Striving for higher res imaging of cells, Harvard team debuts startup with backing from ARCH, Northpond
As scientists race to find new ways to look into what’s going on inside cells, ARCH Venture Partners and Northpond Ventures are injecting $14 million into a Harvard team promising to visualize activity on a “subcellular level” — down to every RNA.

Xiaowei Zhuang and David Walt are two of the prominent scientists behind Vizgen. Zhuang, a Howard Hughes Medical Institute Investigator and Harvard professor, was the inventor of another popular super-resolution microscopy method while David Walt was a scientific founder of the sequencing giant Illumina.
Vizgen was founded on MERFISH, or multiplexed error-robust fluorescence in situ hybridization, which was invented by Jeffrey Moffitt while he was a postdoc at Zhuang’s lab. MERFISH is, in turn, built on FISH — a technology that’s been used for decades to detect DNA or RNA targets by sending fluorescent probes to bind to them.

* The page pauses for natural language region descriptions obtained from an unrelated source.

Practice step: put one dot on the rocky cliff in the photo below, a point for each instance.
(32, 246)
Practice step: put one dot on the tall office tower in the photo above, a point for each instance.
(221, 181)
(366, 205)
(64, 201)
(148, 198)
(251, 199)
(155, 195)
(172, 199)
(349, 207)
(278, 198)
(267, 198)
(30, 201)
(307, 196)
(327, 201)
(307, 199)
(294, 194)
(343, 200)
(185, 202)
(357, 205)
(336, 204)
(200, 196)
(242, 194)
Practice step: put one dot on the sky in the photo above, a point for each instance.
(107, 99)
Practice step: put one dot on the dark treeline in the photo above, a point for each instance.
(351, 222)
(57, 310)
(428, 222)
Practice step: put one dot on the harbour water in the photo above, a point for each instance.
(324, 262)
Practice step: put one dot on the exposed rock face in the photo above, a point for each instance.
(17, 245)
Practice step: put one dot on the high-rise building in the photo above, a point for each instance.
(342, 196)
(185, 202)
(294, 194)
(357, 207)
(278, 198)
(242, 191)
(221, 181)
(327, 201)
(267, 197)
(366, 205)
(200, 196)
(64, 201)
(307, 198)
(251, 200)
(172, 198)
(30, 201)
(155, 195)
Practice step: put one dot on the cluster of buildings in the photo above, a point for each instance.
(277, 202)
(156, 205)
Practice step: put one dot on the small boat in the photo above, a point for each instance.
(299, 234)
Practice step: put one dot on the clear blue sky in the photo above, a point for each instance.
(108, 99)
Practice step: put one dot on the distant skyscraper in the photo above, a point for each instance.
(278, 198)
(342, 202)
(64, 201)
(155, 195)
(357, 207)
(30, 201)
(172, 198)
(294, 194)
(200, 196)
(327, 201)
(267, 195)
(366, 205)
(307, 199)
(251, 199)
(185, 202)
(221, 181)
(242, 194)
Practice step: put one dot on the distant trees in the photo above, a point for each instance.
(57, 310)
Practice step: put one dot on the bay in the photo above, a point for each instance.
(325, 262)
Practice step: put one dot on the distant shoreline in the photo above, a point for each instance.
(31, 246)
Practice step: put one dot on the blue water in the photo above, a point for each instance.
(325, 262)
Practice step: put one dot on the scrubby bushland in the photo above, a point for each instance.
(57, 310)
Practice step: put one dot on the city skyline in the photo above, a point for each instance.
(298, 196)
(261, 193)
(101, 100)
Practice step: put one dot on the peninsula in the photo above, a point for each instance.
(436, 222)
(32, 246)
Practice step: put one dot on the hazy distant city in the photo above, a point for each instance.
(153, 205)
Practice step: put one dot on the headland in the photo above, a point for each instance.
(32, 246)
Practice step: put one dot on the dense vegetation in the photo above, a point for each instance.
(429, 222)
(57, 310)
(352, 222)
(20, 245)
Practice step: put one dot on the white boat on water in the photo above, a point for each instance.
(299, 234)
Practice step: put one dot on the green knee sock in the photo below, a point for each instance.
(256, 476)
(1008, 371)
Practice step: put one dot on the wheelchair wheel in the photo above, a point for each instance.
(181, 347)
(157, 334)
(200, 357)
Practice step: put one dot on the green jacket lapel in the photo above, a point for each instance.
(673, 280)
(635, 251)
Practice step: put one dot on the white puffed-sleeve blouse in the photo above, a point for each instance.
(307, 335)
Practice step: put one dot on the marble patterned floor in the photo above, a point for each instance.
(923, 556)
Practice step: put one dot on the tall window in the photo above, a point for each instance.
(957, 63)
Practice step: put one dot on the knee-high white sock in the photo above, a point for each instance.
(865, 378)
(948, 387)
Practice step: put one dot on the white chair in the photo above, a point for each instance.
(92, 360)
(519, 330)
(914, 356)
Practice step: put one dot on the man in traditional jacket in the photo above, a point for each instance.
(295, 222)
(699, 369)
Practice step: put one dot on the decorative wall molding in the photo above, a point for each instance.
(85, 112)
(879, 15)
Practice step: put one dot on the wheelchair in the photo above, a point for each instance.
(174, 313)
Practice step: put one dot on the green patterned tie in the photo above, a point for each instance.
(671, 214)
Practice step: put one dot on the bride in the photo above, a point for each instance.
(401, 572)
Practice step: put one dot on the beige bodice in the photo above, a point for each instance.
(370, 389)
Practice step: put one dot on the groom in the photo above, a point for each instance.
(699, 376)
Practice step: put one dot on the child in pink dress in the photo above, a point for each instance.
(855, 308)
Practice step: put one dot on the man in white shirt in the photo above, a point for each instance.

The new imaging technology leverages new error detection and correction techniques, including barcoding schemes and combinatorial labeling and imaging, to achieve higher accuracy and save time.
As a result, it allows scientists to investigate many more RNA species, according to the company.
“Given its ability to quantify RNAs across a wide range of abundances without amplification bias while preserving native context, we envision that MERFISH will enable many applications of in situ transcriptomic analyses of individual cells in culture or complex tissues,” Zhuang and Moffitt wrote with collaborators in a paper introducing the tech in 2015.
Walt further explained why that’s useful in an interview with Xconomy:
Every image that’s taken as a consequence of the way that this process is done is done with approximately 100 nanometers of resolution, so you can zoom out all the way to the whole tissue and see where the gene expression is occurring, then you can zoom in to a single cell and look at the subcellular expression of every one of those RNAs that are present in the sample.

That can tell researchers a lot about cell type, state, organization, interactions as well as function within the tissue.
“The deep information unlocked by MERFISH exposes biology at the network level, driving insights that will help us build the future of human health,” Keith Crandell, managing director at ARCH, said in a statement.